Prior to embarking on surgery, cardiac surgeons routinely score their patients for perioperative risk1-3. Risk scoring forms an integral part of the informed consent process such that the patient has some idea as to the likely risks associated with the procedure, and the surgeon can assess the individual risk of the patient judged objectively against a large body of outcome data. In addition, risk scores allow clinical investigators to make valid comparisons and assess outcomes between different patient groups who have been stratified for risk.
It is clear that a scoring system would also be useful to the interventional cardiologist, particularly as they continue to explore the interface between percutaneous techniques and conventional cardiac surgery in patients with complex coronary anatomy. The limitations of defining patients as having one-, two- and three-vessel disease are obvious, as this high-level classification gives no idea as to the complexity or the challenges of the procedure which will vary according to the presence or absence of a number of anatomic factors including bifurcations, chronic occlusions, tortuosity, calcification, diffuse disease etc.

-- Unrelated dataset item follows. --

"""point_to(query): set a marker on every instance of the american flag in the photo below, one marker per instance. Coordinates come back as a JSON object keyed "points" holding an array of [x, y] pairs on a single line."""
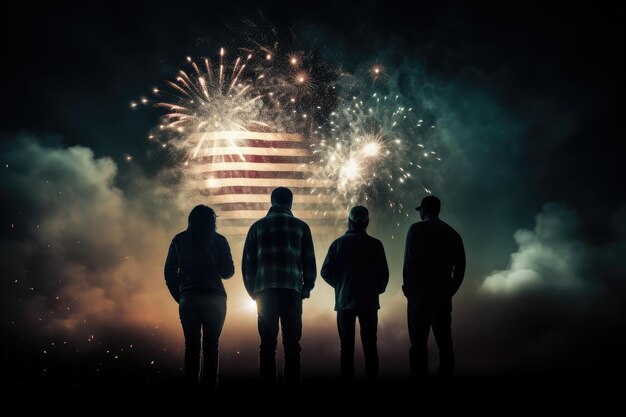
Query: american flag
{"points": [[237, 171]]}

The SYNTAX Score is an angiographic tool for grading the complexity of coronary artery disease4. Unlike previous scoring systems, the SYNTAX Score is applied to the complete coronary artery tree, and in the SYNTAX trial was calculated and agreed a priori, and signed off by the Heart Team consisting of a cardiac surgeon and interventional cardiologist before embarking on the revascularisation procedure5. Importantly, the SYNTAX Score reflects the coronary anatomy, and not the treatment strategy.
At one year of follow-up in the 1,800 patients randomised in the SYNTAX trial, PCI outcomes were reflected in the SYNTAX Score5. In patients with low scores (0-22) adverse event rates (MACCE) were similar in the PCI and CABG groups (13.5% vs. 14.4%, p=0.71 respectively); in the mid-score tertile (23-32), MACCE was not statistical different between treatment strategies (PCI 16.6% vs. CABG 11.7%, p=0.10); whereas in the most complex patients with the highest scores (≥33), the outcome in the CABG group was superior to PCI (PCI 23.3% vs. CABG 10.7%, p<0.001). Thus, in patients with left main stem and/or three vessel disease treated with PCI in the SYNTAX trial, the SYNTAX Score was not only a useful descriptive tool, but also was predictive of outcomes at one year. The SYNTAX Score was not a significant outcome discriminator in the CABG group; this is not surprising as surgical morbidity and mortality is more determined by comorbidity (e.g. presence or absence of COPD, renal impairment, stroke history etc.) rather than the coronary anatomy per se. In surgical patients, risk is more reliably reflected in scoring systems that include co-morbidity, for example the EuroSCORE and Parsonnet scores1,2. In this edition of EuroIntervention, Serruys and colleagues confirm the value and reproducibility of the SYNTAX Score in risk stratifying the one-year outcomes of the patients randomised to PCI in the SYNTAX trial6.
The SYNTAX Score has already been retrospectively applied to other patient groups, for example ARTS II7, there is every expectation that the scoring tool will find widespread applicability in many other studies, and it will also be useful as a risk assessment tool in institutions undertaking coronary revascularisation. This edition of EuroIntervention is accompanied by a SYNTAX Score CD, which includes a tutorial with examples of how to apply the SYNTAX Score, a scoring tool, as well as PowerPoint presentations of the SYNTAX data. Coincident with EuroPCR 2009, the SYNTAX Score website will be launched on-line at http://syntaxscore.com. This will include the SYNTAX Score tutorial, scoring tool and presentations, and will allow for constant updates as more SYNTAX trial data become available. There is an expectation that further refinements will include the development of a Logistic SYNTAX Score, to integrate a limited number of comorbidities to the coronary anatomy (e.g. the presence of diabetes), as well as the ability to remotely update encrypted patient data to numerically increase the power of the database.